Published on 12:00 AM, June 08, 2019

Tangents

The Sense of Smell

The morning sky was ominously dark but the wind kept the rain to a thin drizzle. I was walking home after running in the park. As I passed under a tall, dark and leafy tree by the school my nostrils caught the whiff of an intensely sweet fragrance. I looked for its source and, sure enough, the wind had carpeted the sidewalk with star-shaped white Bokul flowers from that tree.

The scent transported me back to my childhood in Sylhet many years ago. I was blessed to have two extraordinary grandmothers who instilled in me a love of nature. My paternal grandmother, Dadu, often took me for a morning walk. I would wake at the crack of dawn and wait impatiently for her to get ready. Crossing the large wrought-iron gates of our house in Lama Bazar, we turned left and walk towards Kuar Par. We would stop in front of Shadhu Babu’s house, where a massive tall Bokul tree stood just inside the gate. Here we stopped and I filled my pockets with handfuls of Bokul flowers whose fragrance I loved.

Memories of my maternal grandmother, Nanu, are also replete with scents. Near her house inside the compound of Ahia Villa was a Shefali tree, and to this day, the scent of these flowers – more elegant and refined, less intoxicating than Bokul’s – takes me back to my grandmother’s house.
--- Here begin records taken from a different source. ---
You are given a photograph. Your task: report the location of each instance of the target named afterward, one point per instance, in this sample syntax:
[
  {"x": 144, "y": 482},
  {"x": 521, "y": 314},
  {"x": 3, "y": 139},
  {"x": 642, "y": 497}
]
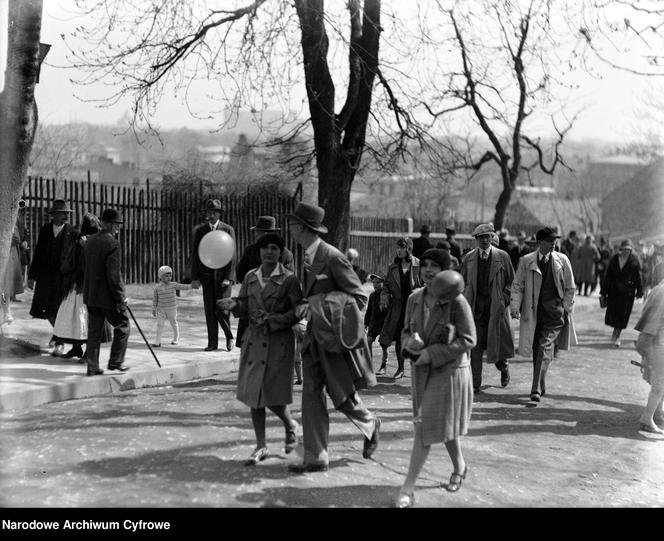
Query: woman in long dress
[
  {"x": 268, "y": 297},
  {"x": 442, "y": 389}
]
I also associate scents with childhood festivals. Shab-e-barat smelled of gunpowder because of the fire crackers we waited for all year. A secondary fragrance was that of a special halwa, called Tushar Shinni, which was cooked on that day. Gunpowder – along with grass and mud - was also the smell of hunting trips with my uncle. Never a hunter, I nevertheless loved those trips because of the outdoor adventure. Rather Mela, the chariot day of the Hindus, wore a distinctive leafy smell because that was the day we played Fotang – smashing green pellet-like fruits of the Pishti plant into a bamboo tube and expelling them with great force using a piston. Eid came with its own array of fragrances, including Attar and my mother’s delicious food.
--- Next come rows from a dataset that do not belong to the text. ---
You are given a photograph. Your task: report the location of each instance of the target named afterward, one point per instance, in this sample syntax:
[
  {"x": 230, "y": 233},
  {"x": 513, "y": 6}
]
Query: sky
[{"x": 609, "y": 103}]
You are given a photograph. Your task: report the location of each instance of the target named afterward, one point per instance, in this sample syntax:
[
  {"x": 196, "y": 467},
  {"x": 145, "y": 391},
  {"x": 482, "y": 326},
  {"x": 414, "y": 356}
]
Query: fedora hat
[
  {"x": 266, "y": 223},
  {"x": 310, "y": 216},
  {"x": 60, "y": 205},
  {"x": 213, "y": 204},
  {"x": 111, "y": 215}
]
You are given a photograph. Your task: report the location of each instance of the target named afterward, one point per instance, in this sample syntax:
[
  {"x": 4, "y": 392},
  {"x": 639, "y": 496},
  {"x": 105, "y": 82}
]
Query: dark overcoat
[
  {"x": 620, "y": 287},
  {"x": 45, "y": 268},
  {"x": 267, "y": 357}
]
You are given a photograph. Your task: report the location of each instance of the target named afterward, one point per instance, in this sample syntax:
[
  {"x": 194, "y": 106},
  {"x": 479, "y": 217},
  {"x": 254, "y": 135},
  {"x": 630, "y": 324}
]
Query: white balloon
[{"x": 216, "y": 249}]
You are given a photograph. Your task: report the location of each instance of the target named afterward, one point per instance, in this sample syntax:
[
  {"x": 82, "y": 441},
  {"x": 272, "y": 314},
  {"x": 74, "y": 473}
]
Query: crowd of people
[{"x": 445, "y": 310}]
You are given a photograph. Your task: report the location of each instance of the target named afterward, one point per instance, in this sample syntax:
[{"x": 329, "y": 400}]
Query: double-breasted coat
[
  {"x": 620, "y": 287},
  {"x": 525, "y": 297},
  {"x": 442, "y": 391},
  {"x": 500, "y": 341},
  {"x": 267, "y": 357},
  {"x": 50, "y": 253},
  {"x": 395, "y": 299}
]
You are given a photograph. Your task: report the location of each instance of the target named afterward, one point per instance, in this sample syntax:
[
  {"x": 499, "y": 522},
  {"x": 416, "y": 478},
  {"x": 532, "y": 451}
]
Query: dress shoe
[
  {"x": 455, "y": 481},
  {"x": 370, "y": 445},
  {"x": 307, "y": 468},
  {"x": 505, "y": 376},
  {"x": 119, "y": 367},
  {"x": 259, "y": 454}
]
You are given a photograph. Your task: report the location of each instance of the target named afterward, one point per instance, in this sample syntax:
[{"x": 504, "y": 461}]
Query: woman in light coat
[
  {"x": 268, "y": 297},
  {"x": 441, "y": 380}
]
While vision is our most effective sense for learning and acquiring information, it is the sense of smell that takes us across the distances of time and space, tenderly touching our memories. Smell speaks to something deep inside us and cuts through to our emotions. Great authors know and use this fact effectively. For example, Gabriel Garcia Marquez starts his novel Love in the Time of Cholera associating the smell of bitter almonds with unrequited love. Car salesmen also know this: hence the irresistible smell that envelops you when you enter a new car.
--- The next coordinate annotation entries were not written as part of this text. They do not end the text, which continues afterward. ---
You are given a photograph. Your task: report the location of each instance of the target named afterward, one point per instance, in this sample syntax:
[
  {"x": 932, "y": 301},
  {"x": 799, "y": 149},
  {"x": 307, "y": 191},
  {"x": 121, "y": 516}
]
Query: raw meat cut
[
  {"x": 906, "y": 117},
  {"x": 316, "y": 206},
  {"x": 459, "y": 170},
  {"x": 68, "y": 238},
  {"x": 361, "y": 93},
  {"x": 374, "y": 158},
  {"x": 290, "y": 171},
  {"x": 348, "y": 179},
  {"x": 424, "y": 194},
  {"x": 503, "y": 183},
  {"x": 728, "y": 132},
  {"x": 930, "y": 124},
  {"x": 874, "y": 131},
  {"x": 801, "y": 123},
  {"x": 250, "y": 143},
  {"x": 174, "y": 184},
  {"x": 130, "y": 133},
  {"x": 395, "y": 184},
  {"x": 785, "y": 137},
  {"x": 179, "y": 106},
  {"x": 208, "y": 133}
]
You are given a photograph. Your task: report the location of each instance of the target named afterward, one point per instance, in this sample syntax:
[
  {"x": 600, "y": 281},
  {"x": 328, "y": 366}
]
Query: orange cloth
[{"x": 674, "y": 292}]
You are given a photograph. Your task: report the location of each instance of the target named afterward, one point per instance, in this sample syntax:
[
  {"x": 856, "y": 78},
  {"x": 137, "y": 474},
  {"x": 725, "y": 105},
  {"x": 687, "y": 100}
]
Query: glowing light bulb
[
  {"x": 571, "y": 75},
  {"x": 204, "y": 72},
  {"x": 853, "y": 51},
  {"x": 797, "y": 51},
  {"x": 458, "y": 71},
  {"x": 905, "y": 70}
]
Over the years the association of some smells have changed for me. These days, for example, I appreciate the sour rotting smell of garbage which I once despised. That smell means organic waste is decomposing and that is good for our home planet (as opposed to non-biodegradable waste such as plastics.) Other smells attract me as much as they did on day one. High among them is the smell of new books and unopened newspapers.